The season has not been without trial. City did not stomp unflappably to the title as many predicted in January. They stuttered, stumbled and, as the clock ticked down against Liverpool and the scoreline hung goalless, looked wholly capable of the spectacular failure that haunts club psyches for years. 

Since the start of the season, Jeglertz has been tasked with reckoning with City’s self-belief. He has worked individually with players and spoken openly with the team about their ability to win, yet without teetering into hyperbole or effusive praise. 

While he has addressed the possibility of the WSL title in press conferences, Jeglertz has refrained from speaking about it regularly in the dressing room. According to sources, the decision to do so is not born out of fear but as a means of levelling emotions, keeping heads calm and limiting the pressure on players that he feels can suffocate the self-belief he cultivated all season.

The results have been noticeable. At their best, City have played with an easy swagger that few, if any, competitors have come close to matching.

Continuing to hone the competitive edge needed to maintain their momentum into next season is partly why City have made moves to tempt Arsenal’s Katie McCabe and Beth Mead, players who won the 2018-19 WSL title with Arsenal, as well as multiple League Cup titles and last season’s Champions League. Mead is also a two-time European champion with England.  

While some have questioned the decision to bring in two 30-year-old players from a rival team, whom City beat to the WSL title, team sources say Sjogran is unafraid to sign older players or commit to decisions that might surprise those on the outside, as her decision to sack Taylor demonstrated. 

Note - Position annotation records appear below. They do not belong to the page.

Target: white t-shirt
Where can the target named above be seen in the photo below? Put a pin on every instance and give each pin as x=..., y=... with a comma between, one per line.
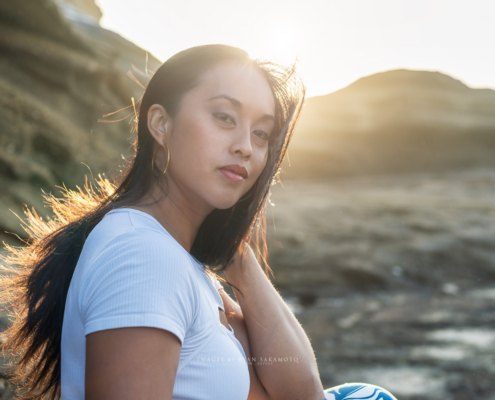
x=132, y=272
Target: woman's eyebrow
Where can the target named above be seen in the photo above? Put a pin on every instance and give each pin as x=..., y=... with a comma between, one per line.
x=238, y=104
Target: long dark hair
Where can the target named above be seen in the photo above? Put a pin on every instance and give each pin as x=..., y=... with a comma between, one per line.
x=35, y=286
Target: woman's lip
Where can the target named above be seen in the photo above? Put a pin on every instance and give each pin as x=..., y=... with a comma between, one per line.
x=231, y=175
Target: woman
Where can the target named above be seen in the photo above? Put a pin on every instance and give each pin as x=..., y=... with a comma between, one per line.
x=114, y=299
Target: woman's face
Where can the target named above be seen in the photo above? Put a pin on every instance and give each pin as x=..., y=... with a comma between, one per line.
x=210, y=132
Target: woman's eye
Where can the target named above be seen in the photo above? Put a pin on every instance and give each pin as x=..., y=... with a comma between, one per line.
x=224, y=117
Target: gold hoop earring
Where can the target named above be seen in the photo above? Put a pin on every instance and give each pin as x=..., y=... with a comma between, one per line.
x=168, y=160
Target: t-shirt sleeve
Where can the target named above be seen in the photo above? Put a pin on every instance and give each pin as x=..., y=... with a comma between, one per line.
x=141, y=278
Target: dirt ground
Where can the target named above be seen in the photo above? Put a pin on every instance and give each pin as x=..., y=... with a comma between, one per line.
x=417, y=313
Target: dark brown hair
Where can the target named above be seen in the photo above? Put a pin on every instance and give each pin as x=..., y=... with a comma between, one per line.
x=38, y=275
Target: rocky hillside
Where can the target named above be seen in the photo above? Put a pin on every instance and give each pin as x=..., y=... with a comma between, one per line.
x=59, y=75
x=395, y=121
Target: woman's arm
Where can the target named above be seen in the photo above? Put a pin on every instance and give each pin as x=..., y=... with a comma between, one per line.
x=280, y=349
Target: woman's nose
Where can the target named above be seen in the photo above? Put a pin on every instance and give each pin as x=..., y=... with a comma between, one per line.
x=242, y=143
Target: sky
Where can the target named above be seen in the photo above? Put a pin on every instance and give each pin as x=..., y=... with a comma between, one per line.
x=334, y=42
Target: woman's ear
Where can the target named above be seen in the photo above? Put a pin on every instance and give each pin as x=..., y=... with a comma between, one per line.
x=158, y=123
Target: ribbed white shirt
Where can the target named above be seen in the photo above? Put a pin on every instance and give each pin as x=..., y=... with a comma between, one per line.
x=132, y=272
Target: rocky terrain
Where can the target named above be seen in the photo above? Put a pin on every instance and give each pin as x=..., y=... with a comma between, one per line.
x=393, y=278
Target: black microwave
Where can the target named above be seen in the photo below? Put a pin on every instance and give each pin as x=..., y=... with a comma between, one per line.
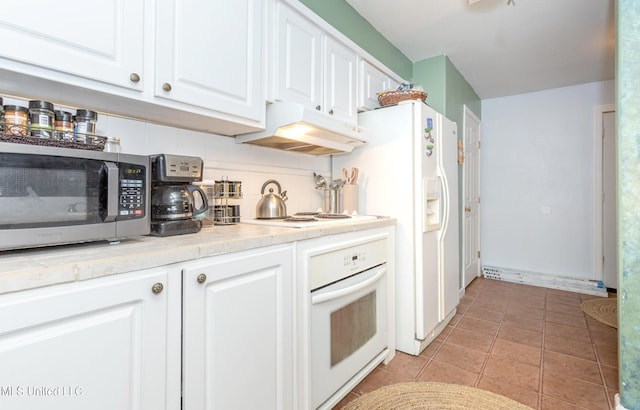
x=51, y=195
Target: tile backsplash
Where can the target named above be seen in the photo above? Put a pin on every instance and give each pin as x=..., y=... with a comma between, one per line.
x=223, y=159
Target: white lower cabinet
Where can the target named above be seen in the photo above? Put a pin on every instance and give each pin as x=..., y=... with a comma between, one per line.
x=237, y=331
x=102, y=344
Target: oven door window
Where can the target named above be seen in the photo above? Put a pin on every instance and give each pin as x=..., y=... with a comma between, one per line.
x=348, y=330
x=352, y=326
x=47, y=191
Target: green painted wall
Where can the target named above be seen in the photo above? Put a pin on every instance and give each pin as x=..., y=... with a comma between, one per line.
x=447, y=90
x=431, y=75
x=459, y=93
x=628, y=147
x=344, y=18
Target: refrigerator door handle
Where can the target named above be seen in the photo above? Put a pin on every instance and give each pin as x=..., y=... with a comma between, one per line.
x=444, y=186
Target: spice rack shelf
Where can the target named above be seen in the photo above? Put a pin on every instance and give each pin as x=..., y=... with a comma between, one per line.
x=22, y=135
x=223, y=193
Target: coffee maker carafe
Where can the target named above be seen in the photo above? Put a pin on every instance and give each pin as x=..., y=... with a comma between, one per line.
x=175, y=203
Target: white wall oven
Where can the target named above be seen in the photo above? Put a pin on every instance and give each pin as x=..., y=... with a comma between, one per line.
x=347, y=319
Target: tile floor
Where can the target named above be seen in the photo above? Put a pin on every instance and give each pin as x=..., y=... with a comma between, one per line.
x=532, y=344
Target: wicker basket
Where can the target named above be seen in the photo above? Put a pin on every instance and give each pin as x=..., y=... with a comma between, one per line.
x=392, y=97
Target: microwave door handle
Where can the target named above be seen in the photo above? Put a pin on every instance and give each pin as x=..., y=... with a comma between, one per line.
x=112, y=186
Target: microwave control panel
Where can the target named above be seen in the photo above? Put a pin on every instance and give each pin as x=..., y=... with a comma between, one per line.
x=132, y=191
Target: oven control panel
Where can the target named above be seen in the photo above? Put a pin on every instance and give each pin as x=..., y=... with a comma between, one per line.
x=329, y=267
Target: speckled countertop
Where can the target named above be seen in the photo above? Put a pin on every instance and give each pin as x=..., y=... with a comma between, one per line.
x=27, y=269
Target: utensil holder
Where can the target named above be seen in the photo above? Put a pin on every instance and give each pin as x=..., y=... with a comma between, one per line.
x=333, y=200
x=350, y=198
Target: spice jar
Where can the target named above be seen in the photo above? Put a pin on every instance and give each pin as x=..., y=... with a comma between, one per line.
x=63, y=125
x=85, y=126
x=16, y=120
x=112, y=144
x=41, y=119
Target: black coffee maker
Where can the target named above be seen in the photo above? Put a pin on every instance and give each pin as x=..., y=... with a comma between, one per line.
x=175, y=202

The decision to hire former Bristol City and England under-19s head coach Lauren Smith last month as Jeglertz’s assistant manager is viewed as a prime example of Jeglertz’s constant desire to improve even amid success. Smith is a highly-rated young tactician with a track record for developing young talent, a point of development O’Neill is keen on improving as City’s academy grows. 

Even so, City’s ability to build on the momentum of a first title win in a decade will be the ultimate litmus test of their nerve to remain at the top. A more congested fixture schedule across multiple fronts will test Jeglertz’s ability to rotate his squad and keep players happy, particularly as more high-profile players join and expect regular minutes. 

The future of Khadija ‘Bunny’ Shaw remains shrouded in uncertainty and the exit of the WSL’s Golden Boot winner and one of women’s football’s best strikers to a potential league rival threatens to represent a public relations disaster. But that panic remains on the outside.

Many within City feel the foundations from which to build have been set. The squad is strong and improving, as are the facilities. City is opening their new state-of-the-art first-team building worth an estimated £10million later this month. O’Neill’s vision for City is to become the best women’s football club on the global stage, on and off the pitch. 

Pushing on, they believe, is a matter of time.